I was prompted to think about that by recent events in Sussex County.
Mobile home owners are protesting landlord Hometown America’s customary annual increase in land rent as tenants renew their leases, arguing for legislation that would make such tenants essentially permanently subsidized dependents, forcibly adopted by landlords who allow them to park mobile homes there.
But, first, an economic primer: Income in our free-enterprise society comes from basically three sources: One is selling one’s labor, or aggregating and reselling others’ labor. A second is aggregating and investing capital. A third is creating value via creativity such as intellectual property. A fourth, arbitrage, often blends those three.
None of it is rocket science, although it takes effort and discipline.
In the second category, capital, we’ve watched sons and daughters of Delaware immigrants amass huge real estate holdings in just one, two or at most three generations. Names come to mind like Pettinaro, Fusco and Vassallo, Simeone, Heisler, Harvey. They built it with impulse control, discipline, living within their means and a variety of other notable attributes.

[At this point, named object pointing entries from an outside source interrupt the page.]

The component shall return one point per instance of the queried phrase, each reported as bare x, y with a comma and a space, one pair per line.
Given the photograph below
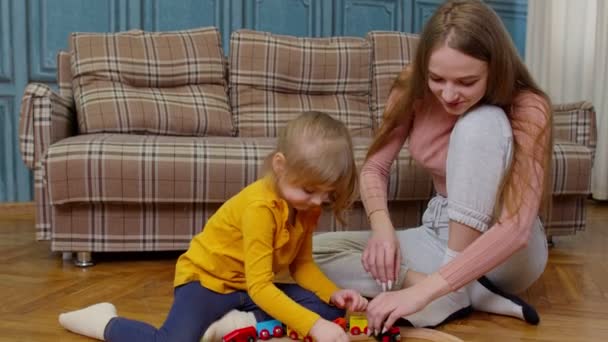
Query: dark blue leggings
195, 308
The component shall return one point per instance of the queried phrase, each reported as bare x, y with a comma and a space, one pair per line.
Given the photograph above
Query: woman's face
457, 80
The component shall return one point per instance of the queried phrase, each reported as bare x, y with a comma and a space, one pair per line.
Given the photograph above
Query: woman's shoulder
526, 99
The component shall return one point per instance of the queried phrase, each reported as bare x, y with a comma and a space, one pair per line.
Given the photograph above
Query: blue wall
32, 31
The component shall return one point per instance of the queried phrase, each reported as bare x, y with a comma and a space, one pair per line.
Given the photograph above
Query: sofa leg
83, 259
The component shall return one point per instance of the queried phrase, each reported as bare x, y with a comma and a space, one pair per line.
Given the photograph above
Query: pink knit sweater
429, 133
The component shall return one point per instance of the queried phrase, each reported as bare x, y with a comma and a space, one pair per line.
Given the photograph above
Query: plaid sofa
151, 132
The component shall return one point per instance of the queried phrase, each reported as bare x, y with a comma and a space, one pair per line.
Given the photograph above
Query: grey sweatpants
480, 151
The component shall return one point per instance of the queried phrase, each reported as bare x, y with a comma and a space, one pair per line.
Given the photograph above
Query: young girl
264, 230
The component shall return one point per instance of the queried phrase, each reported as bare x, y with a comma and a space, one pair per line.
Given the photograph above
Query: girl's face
458, 81
303, 198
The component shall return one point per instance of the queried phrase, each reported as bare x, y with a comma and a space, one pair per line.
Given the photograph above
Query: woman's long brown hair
474, 29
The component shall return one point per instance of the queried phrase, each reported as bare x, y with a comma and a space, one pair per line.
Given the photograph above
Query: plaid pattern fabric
572, 165
45, 119
273, 78
99, 168
64, 75
168, 83
568, 215
575, 122
114, 227
138, 193
392, 51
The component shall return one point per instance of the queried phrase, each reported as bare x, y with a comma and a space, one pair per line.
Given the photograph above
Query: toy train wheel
264, 335
277, 331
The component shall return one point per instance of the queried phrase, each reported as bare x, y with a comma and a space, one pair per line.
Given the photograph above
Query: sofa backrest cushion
64, 74
169, 83
392, 51
272, 78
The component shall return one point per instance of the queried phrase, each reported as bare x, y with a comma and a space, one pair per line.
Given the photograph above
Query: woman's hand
326, 331
382, 256
387, 307
349, 299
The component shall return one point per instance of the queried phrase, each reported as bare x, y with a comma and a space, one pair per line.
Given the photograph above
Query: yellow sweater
249, 240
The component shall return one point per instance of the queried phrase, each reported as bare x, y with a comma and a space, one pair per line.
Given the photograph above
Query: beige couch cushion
151, 82
392, 51
120, 168
273, 78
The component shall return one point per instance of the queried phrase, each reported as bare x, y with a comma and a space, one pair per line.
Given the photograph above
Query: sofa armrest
45, 118
575, 122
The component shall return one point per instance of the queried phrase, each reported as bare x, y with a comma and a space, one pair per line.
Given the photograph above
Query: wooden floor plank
36, 285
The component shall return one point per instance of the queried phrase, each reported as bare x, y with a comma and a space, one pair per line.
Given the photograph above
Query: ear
279, 164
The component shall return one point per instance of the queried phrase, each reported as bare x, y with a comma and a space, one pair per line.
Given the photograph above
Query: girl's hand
326, 331
387, 307
382, 256
349, 299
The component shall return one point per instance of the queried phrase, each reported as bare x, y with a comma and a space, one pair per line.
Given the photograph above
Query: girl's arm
258, 228
306, 272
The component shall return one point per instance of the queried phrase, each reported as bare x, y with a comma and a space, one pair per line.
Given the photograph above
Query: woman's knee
481, 126
479, 155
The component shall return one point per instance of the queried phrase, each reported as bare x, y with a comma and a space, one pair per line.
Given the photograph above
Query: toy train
263, 330
268, 329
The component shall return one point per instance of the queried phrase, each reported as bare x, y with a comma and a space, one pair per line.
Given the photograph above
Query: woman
477, 121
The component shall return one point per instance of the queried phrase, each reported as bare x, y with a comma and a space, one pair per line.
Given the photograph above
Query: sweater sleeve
258, 229
512, 231
376, 170
307, 274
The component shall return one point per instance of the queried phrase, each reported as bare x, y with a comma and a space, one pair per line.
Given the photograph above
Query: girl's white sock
482, 294
90, 321
485, 296
233, 320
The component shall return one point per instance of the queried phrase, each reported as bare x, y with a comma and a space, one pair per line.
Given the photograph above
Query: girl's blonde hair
474, 29
318, 151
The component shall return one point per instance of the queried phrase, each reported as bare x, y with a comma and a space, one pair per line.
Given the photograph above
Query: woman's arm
375, 172
382, 255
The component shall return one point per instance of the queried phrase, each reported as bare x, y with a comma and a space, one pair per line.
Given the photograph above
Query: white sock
485, 296
233, 320
443, 309
90, 321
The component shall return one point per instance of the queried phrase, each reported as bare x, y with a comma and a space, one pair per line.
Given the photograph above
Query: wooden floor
36, 285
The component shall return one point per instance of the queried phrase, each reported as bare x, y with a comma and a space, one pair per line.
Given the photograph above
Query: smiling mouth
452, 104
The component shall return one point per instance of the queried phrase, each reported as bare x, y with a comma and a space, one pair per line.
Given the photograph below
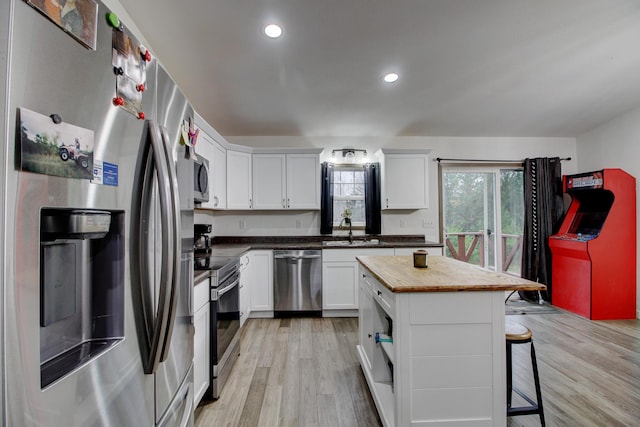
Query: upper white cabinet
212, 146
404, 178
269, 181
286, 180
239, 194
216, 154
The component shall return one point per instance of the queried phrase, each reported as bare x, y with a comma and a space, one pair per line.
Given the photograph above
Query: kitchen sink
347, 243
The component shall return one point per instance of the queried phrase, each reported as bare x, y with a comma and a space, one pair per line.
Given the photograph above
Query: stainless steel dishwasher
297, 283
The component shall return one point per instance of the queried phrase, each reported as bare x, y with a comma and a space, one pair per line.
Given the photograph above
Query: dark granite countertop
236, 246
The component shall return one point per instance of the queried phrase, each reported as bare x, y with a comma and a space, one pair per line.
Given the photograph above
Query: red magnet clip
146, 55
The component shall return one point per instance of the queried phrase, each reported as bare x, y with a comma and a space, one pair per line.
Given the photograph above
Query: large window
348, 194
483, 215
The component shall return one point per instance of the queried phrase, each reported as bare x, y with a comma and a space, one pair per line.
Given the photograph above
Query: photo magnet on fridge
76, 17
51, 148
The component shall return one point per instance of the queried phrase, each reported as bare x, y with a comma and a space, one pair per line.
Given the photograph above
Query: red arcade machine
594, 252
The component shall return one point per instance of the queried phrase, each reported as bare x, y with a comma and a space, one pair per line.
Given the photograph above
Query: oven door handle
217, 293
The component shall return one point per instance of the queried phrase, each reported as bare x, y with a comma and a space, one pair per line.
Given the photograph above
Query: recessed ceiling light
391, 77
272, 30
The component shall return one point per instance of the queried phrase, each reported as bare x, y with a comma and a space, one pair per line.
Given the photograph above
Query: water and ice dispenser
81, 287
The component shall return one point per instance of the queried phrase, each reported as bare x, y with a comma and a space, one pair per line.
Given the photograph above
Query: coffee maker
201, 242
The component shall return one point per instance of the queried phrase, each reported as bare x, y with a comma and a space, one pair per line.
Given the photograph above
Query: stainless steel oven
225, 317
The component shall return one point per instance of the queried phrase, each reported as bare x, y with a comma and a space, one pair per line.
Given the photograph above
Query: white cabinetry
239, 193
286, 181
445, 364
269, 181
201, 340
405, 179
340, 279
216, 154
261, 287
246, 277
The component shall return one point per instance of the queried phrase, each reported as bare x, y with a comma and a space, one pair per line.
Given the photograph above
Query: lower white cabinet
246, 276
439, 359
340, 279
201, 340
261, 286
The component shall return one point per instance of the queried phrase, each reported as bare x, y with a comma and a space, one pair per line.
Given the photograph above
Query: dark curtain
372, 200
326, 198
543, 210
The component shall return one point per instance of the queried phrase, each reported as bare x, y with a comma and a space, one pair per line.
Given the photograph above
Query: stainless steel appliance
201, 242
297, 282
201, 180
225, 317
97, 275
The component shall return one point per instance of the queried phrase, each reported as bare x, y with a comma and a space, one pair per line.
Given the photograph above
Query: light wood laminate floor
294, 372
305, 372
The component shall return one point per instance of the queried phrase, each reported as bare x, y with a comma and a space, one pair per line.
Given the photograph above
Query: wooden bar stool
516, 333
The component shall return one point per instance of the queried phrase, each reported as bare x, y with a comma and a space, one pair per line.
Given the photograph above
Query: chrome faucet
347, 221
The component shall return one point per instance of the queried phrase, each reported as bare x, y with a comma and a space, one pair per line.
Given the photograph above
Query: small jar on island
420, 258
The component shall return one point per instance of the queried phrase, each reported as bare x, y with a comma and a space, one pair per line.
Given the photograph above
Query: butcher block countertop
443, 274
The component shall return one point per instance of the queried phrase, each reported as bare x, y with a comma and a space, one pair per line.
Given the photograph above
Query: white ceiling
467, 67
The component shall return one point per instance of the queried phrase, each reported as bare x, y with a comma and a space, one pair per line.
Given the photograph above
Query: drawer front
201, 294
381, 295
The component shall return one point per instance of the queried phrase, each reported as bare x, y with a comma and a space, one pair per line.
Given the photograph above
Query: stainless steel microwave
201, 180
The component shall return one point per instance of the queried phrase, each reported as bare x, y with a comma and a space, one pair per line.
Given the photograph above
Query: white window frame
337, 218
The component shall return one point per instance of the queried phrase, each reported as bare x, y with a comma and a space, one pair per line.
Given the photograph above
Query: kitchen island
432, 343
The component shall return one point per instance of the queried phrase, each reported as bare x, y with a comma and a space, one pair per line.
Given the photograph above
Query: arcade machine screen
591, 215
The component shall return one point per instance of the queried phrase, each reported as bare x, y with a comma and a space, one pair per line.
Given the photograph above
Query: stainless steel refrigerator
97, 245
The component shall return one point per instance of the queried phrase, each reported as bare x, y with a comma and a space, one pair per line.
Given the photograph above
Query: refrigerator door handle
174, 213
152, 323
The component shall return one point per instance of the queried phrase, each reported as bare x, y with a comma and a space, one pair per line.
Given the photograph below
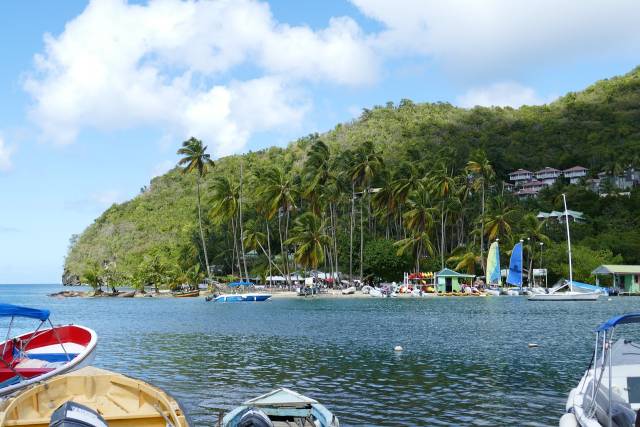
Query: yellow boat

Capital has different rates of market return, depending on its risk profile. Reducing risk often increases the opportunity cost, meaning it earns less return. However, some capitalists will take greater risk with the prospect of enjoying greater returns.

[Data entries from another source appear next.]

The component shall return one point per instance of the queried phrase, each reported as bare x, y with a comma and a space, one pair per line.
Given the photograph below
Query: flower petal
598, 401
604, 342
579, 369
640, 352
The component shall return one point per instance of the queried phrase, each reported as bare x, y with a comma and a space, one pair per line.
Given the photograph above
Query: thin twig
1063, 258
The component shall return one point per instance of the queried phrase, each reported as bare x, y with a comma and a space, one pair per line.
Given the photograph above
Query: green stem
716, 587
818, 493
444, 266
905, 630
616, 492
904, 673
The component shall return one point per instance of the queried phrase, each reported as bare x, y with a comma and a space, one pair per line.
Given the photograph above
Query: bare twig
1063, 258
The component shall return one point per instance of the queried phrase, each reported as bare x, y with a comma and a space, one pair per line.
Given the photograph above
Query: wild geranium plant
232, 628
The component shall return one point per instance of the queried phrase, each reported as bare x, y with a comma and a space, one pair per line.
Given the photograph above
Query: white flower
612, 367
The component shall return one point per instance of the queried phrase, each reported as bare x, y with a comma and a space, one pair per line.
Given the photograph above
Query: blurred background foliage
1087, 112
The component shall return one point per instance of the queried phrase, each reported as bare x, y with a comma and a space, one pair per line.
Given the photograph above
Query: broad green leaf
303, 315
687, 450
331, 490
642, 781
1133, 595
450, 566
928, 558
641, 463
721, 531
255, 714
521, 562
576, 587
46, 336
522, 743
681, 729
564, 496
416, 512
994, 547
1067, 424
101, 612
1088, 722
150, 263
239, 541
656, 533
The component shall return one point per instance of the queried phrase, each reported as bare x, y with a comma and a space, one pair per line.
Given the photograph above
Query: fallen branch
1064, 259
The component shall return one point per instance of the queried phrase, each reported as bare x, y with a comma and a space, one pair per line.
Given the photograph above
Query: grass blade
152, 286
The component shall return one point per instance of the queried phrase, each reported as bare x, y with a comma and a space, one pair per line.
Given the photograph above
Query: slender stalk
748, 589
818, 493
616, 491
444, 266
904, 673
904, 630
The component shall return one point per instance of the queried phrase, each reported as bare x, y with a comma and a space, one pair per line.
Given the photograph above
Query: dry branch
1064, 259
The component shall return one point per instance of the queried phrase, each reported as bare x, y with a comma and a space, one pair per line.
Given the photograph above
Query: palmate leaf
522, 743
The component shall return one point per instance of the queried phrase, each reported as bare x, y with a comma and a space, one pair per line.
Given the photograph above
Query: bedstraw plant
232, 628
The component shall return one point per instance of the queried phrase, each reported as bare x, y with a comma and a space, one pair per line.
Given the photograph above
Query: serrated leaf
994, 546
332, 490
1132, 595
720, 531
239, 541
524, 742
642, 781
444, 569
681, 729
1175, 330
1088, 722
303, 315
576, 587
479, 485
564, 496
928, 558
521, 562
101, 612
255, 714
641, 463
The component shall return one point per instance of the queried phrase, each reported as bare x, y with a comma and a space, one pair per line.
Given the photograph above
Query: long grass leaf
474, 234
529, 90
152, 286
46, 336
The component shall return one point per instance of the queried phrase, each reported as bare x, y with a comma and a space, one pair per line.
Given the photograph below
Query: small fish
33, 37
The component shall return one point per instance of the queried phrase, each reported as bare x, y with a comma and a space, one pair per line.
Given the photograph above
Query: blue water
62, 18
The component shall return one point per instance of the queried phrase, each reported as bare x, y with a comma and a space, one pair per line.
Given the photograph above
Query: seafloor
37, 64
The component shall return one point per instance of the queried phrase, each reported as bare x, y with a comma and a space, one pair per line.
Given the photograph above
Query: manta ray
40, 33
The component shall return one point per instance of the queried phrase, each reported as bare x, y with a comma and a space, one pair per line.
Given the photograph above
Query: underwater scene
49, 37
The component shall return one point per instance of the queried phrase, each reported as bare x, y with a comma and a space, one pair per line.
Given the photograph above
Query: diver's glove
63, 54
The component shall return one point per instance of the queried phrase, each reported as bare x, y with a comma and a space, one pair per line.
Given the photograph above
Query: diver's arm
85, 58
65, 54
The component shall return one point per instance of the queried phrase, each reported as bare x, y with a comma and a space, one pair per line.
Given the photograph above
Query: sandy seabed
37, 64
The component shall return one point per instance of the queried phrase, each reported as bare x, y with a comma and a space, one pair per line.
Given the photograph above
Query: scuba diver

And that’s what’s at the heart of this month’s controversy. Perhaps I should say this decade’s controversy, because it never seems to completely go away.
Should someone who invests in land to achieve a certain return voluntarily limit his return because his tenants don’t want to pay more for using the asset, or because some feel they cannot pay more? And when the asset increases in value, as real estate often does, even for homeowners, should the tenant pay more rent to reflect that increase in value?

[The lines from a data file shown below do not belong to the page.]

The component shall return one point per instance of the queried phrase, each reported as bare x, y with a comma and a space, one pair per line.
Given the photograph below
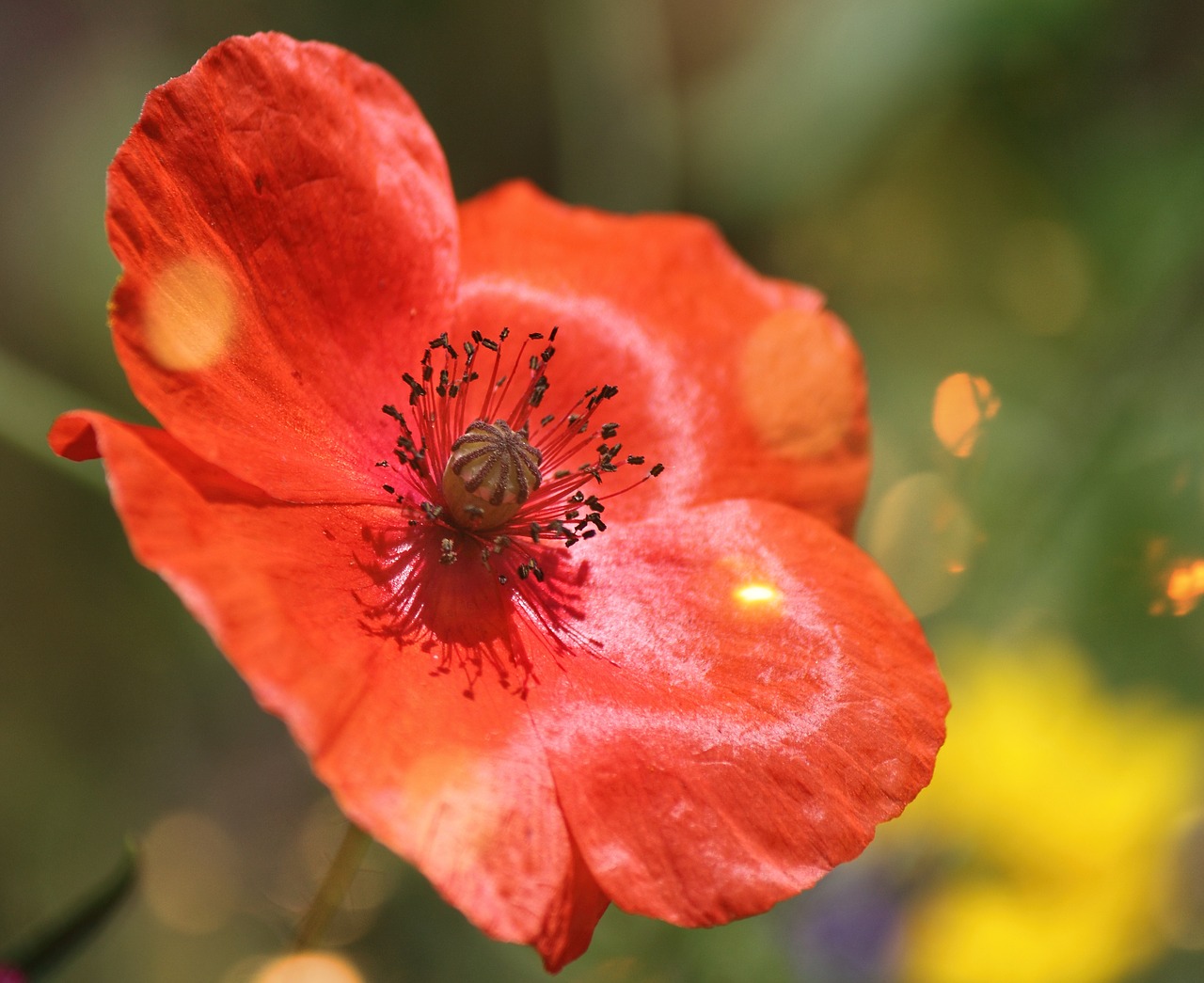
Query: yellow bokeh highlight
309, 967
962, 404
798, 383
189, 875
190, 314
1061, 803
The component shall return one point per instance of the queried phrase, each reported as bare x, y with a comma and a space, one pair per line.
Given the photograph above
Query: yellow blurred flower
1060, 802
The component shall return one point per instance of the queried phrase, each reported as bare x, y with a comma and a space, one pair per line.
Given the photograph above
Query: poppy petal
456, 782
288, 235
761, 701
791, 421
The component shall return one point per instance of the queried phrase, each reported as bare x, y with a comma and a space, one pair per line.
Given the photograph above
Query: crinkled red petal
450, 775
762, 700
769, 388
288, 235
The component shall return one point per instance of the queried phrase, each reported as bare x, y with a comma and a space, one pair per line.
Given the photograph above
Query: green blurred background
1006, 197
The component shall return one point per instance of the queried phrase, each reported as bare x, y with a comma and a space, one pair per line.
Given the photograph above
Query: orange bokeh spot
1185, 584
962, 406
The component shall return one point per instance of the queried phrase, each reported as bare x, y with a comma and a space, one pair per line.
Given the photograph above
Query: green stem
334, 888
45, 951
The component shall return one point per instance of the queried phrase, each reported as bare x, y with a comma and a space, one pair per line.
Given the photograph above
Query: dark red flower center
488, 487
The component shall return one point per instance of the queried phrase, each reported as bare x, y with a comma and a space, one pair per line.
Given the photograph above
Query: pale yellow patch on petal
190, 314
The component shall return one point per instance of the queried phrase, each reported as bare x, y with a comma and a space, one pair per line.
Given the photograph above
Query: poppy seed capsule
490, 472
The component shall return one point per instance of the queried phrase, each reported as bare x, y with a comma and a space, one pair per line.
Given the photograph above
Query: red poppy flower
695, 711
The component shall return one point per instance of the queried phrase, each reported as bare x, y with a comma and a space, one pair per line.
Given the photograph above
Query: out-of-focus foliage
1005, 198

That’s at the heart of yet another rebellion by manufactured home owners.
Having set down their trailers on land they leased from someone else, they feel the landlord is obligated to rent to them next year, indeed the next five years, at last year’s prices, to subsidize their lives.
When I was starting college, I could go to the local McDonald’s and buy two hamburgers, French fries and a soda for 25 cents an item, or the entire meal for $1. Because McDonald’s franchisees once sold me a meal at that market price, does it mean that they’re obligated yet today to sell me the meal for the same $1 price, although their costs as well as the market — their opportunity cost — have increased?
Perhaps the Bernie Sanders crowd would affirm that, given their social agenda of leveling down to reach a degree of egalitarianism, making all capital structures a public utility, but few others would.
And do we really want the government in the business of price controls?
That brings me back to today’s theme, “Never build your house on another man’s land!”
Hometown America is a Chicago-based real estate investment firm that says on its website that it has 56 communities in 11 states, three of them here in Delaware: Barclay Farms (Camden), Angola Beach Estates (Lewes), and Rehoboth Bay (Rehoboth Beach).
Frankly, I’d tell the tenants to read the leases they sign. Budget for increasing costs, which are inevitable.
And, if you don’t like it, move your home somewhere else. But don’t expect your landlord to subsidize your needs and wants, just because he’s selling you a place to park your home.